Nei panni di Alfredo il giovane Stefan Pop ha un bel timbro di tenore lirico e lascia ben sperare nel duetto del primo atto modulando suadenti mezze voci per poi abbandonare ogni velleità interpretativa e attoriale nel resto dell’opera, tanto da cadere a tratti in una comicità involontaria. Georg Petean è un Germont dal timbro chiaro e dalla voce garbata ma poco autorevole e tendente al monocorde.
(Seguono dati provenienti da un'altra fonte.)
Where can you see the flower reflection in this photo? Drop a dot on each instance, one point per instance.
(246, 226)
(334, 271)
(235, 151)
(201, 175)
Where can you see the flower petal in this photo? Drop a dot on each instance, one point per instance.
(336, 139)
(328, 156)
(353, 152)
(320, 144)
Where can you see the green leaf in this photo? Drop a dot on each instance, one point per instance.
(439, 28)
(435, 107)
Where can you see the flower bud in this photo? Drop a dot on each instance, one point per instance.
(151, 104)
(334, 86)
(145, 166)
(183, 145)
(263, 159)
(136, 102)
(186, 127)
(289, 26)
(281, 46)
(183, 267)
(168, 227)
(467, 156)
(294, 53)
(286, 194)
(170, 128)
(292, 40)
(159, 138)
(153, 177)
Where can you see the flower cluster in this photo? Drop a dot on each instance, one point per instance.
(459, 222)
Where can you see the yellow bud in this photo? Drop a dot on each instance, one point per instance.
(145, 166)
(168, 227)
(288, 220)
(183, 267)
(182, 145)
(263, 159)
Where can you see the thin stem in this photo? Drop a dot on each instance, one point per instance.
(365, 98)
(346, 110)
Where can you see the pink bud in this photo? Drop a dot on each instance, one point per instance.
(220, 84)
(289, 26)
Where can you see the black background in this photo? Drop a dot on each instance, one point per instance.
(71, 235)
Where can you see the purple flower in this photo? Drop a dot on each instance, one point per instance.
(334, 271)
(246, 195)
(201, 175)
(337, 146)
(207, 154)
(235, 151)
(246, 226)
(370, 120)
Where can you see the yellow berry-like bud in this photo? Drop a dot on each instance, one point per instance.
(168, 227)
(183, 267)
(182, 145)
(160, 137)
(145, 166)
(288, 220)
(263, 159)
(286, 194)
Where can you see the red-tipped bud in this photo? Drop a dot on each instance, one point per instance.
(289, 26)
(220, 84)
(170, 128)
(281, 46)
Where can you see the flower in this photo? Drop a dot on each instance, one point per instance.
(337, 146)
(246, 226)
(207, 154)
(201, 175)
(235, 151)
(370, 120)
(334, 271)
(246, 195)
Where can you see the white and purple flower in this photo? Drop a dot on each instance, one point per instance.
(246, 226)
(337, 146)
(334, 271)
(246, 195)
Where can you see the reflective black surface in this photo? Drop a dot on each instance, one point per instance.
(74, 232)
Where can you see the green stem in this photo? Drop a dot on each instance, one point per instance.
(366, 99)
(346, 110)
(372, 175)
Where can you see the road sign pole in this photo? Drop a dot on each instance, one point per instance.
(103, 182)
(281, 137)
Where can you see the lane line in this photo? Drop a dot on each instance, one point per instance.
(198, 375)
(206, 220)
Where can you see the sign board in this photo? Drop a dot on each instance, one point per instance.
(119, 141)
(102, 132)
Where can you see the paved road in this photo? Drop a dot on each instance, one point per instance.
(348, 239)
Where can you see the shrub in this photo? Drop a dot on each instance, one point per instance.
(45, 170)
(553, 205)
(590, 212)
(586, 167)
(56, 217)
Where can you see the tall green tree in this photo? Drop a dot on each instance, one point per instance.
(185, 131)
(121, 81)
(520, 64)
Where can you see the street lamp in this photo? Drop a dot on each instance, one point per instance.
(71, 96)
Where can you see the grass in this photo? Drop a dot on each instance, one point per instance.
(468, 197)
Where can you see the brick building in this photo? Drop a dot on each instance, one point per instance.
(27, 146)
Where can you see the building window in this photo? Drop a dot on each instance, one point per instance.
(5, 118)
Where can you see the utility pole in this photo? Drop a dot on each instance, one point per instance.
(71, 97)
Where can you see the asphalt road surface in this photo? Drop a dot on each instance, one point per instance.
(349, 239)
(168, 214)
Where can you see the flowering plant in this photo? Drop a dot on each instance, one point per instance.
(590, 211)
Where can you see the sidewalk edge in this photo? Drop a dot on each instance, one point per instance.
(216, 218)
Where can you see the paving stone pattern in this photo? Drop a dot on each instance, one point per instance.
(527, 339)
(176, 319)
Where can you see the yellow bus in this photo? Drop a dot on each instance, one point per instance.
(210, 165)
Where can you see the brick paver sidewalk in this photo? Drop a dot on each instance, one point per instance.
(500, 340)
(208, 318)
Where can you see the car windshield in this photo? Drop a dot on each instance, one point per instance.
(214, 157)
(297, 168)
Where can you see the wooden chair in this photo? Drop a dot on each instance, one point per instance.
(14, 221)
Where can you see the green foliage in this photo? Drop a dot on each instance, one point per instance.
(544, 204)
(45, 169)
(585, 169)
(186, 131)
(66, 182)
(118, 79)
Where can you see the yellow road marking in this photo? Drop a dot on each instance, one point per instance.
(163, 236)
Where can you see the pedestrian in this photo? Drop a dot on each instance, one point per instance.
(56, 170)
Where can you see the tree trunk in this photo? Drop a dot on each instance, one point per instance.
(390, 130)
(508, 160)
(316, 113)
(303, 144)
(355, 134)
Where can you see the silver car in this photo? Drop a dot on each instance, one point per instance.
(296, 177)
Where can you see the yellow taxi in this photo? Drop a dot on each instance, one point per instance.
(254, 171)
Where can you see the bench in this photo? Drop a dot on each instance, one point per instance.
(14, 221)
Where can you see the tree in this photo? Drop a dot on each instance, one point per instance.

La Flora di Ayala Zimbler con un abito a spirale color ocra e una parrucca bicornuta vagamente somigliante a quella del Dracula di Francis Ford Coppola, tende a calcare troppo il registro di petto per scurire artificiosamente una voce altrimenti chiara. Guy Mannheim ha reso simpaticamente il personaggio di Gastone – impegnato sul coro dei mattatori in una corrida con un toro meccanico – ma potrebbe curare meglio la pronuncia. Buona l’Annina di Efrat Ashkenazi. Nei ruoli minori, Noah Briger riesce a far emergere il personaggio del Barone anche se a tratti difetta in legato, Vladimir Braun è un Dottor Grenvil con buona presenza vocale. Qualche imprecisione da parte del Marchese di Yair Goren. Decorose le prestazioni di Giuseppe (Mark Sheimer) e del Commissionario (Anatoly Krasik).